Throughout history, religion has always been a significant part of living for many. Religions have influenced humanity for hundreds and thousands of years, causing both conflict and a close form of the idea of peace. It has shaped human morality, influencing our notions of right and wrong, good and evil— yet often intertwined with conflict and bloodshed. Ideas about the meaning of life are often shaped by teachings from holy texts and proverbs, depending on time and individual perspective. A devout believer may perceive the meaning of life to revolve around their god, and express their devotion through spreading the word of their texts. They may believe their god has planned everything, leaving them to rely solely on their faith without altering the course of their life. Not all religious groups are this way, and can have the same or similar answer as any average person would.

While religion often serves as a guide for life’s meaning, love ties us to our humanity on a deeply emotional level. Many pursue it— believing the meaning of life to them is to search for their ‘soulmate’— who they believe they are destined to be with for their life. While some focus on Eros (romantic love), others focus on Philia and Storge (friendship and familial love). Philosophers like Nietzsche suggest that love often comes with suffering, which is undeniably true. Such love—whether Storge, Philia, or Eros—can be one-sided or unreciprocated, leading to inevitable pain. Searching solely for love may be ideal in one’s eyes, despite the inevitable suffering they know they will face. Someone who spends their life loving will often feel anxious, or pressured to be perfect, fearing being left alone. Love, far from being an easily attainable ideal, demands compromise, vulnerability, and mutual effort. It can involve one person only, and these people may focus on self love— looking after themselves. Self love is not selfishness nor narcissism, but the act of setting the tone for how you want to be treated, and how you believe you deserve to be treated. People practice the ways of self love to reduce anxiety, keep a stable mental health, and to focus on having a healthy lifestyle for their body and mind. Many do not pursue love in any of its forms, knowing that it is ultimately conditional, and they may not be drawn towards that.

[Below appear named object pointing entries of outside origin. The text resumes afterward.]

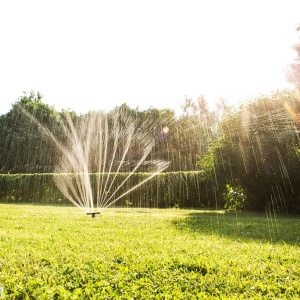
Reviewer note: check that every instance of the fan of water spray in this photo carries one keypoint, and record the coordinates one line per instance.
(94, 151)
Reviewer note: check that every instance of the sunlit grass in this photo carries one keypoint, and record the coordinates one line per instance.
(60, 253)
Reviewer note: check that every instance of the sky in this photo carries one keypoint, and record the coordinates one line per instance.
(94, 54)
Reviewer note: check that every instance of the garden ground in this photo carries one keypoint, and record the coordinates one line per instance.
(49, 252)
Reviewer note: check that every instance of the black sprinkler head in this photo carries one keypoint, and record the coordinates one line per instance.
(93, 214)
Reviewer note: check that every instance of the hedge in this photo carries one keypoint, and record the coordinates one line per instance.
(167, 189)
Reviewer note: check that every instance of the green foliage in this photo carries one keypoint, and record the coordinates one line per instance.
(59, 253)
(234, 198)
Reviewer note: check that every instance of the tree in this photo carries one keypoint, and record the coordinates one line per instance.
(293, 72)
(24, 148)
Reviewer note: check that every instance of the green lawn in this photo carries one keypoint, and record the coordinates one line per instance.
(60, 253)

I, as a young person, do not yet have an extremely clear meaning to my life. Though, if I had to give an answer, I would say my personal meaning to life is to be recognised and strive to be the best. I come from the ’higher middle class’ of the spectrum I earlier spoke of, and have been granted many opportunities in life— that of which I have focused on taking. To me, life is an opportunity to nurture my mind and channel my intelligence into writing. I will utilise both the experiences of hardships and grief to form my writing. Having my emotions and experiences at my disposal provides a way to achieve my life goal of recognition amongst many. Once I complete the goals I have, and which I will set in the future, I myself will be complete. My life will have found its meaning, and I can move towards passing on to the afterlife in peace and satisfaction.

There is not a singular meaning to life— no fixed answer. Rather, it is what a person makes it. The meaning of life is personal, only able to truly be interpreted if on a personal level. No one can ever fully understand another being‘s answer. The meaning of life is simply an interpretation in millions of forms— unique to everyone and everything. In the end, perhaps the question is not universal but deeply personal: not ‘What is the meaning of life?’ but ‘What gives your life meaning?’